Do you feel that "Wicked Tuna” has captured your industry accurately?

It was definitely a learning experience for me. There's literally hundreds of boats that participate in the bluefin tuna fishery. And it is pretty cutthroat, because these fish are worth a lot of money. I have a small, very tight circle of friends that I work very closely with, and most of them are guys like me -- full-time, strictly working commercial fisherman. Prior to "Wicked Tuna," I knew all these guys existed, but I didn't talk to them much or work with them much at all.

It's definitely been an interesting process, learning to get along with these guys. Mostly it's portrayed me, fairly accurately, that I like to do my own thing and stay out of the messes. To be honest with you, I never really knew how things worked on other people's boats. I only know how I conduct myself and how I do business. I stay clear. It was quite interesting to see how some of these guys behave when they get in tight quarters.

For all the drama that we viewers get to see, there must be down time, right?

There's a lot of days where we don't see much action. That’s where they really create the entertainment -- if you saw how it really was, the fishery itself would be as exciting as watching grass grow. … With the editing, you’re seeing the consolidating of the epic highs and the epic lows.

It takes a lot of time, that's the major investment that we put in. That's where the playing field is equal. You have to spend time out there in the fishing grounds to put these fish on the boat. At the same time, that's where I feel I have a disadvantage with the other skippers. Tyler is young, he's a go-getter, he's hungry, he's literally got no reason to come home at all. The phrase we use in the business is "turn and burn"--he literally puts more fuel, ice on the boat, literally doesn't step off the boat.

It's something I have to be cognizant about. Life ain't all about the money. It's nice that I can be home for birthday parties once in awhile, or my son’s football games. But I do have to take the day off from fishing, so in a competitive sense, that's a disadvantage.

So what keeps you going, what keeps you stepping back on the boat?

For me, fishing is a passion. I've always had a passion, I just took to the water as a kid.

Some of the stuff that's really cool to share on the show is stuff I take for granted. I've probably seen 10,000 pretty epic sunrises and sunsets. That's part of my working day.

Your boat, the Hard Merchandise, actually sank in December. What happened? Will we see it on "Wicked Tuna"?

No, they were basically done filming "Wicked Tuna." Whether they touch on it or not, I'm still not sure. We have pictures and a bit of video, mostly for insurance purposes.

The boat basically sank tied to the dock. … Now we're working to rebuild her. Fortunately, I did have insurance. It's a nightmare from my perspective -- I gotta repower the boat, put a new engine in it, rip out all the wiring, all the electronics, all the stuff is junk -- but the boat itself is fine.

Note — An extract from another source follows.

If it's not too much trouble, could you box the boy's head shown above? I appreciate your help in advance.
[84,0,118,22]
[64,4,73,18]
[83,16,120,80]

I've still got another two months worth of work to get her up and running again. In the middle of it, I still have to go to work to make a paycheck, whether it's working on decks of other boats or whatever I can get.

But in the big picture, it sank two days after the school shooting. And that same weekend, another boat went down with all hands -- the Foxy Lady II -- and they just found the boat two days ago. They never found the crew. Although I have my own little nightmare, in the big picture, my problems are minimal.

Yeah, I've got a lot of work ahead of me, but I'll get through it. And we'll be fishing for next season, you can count on that.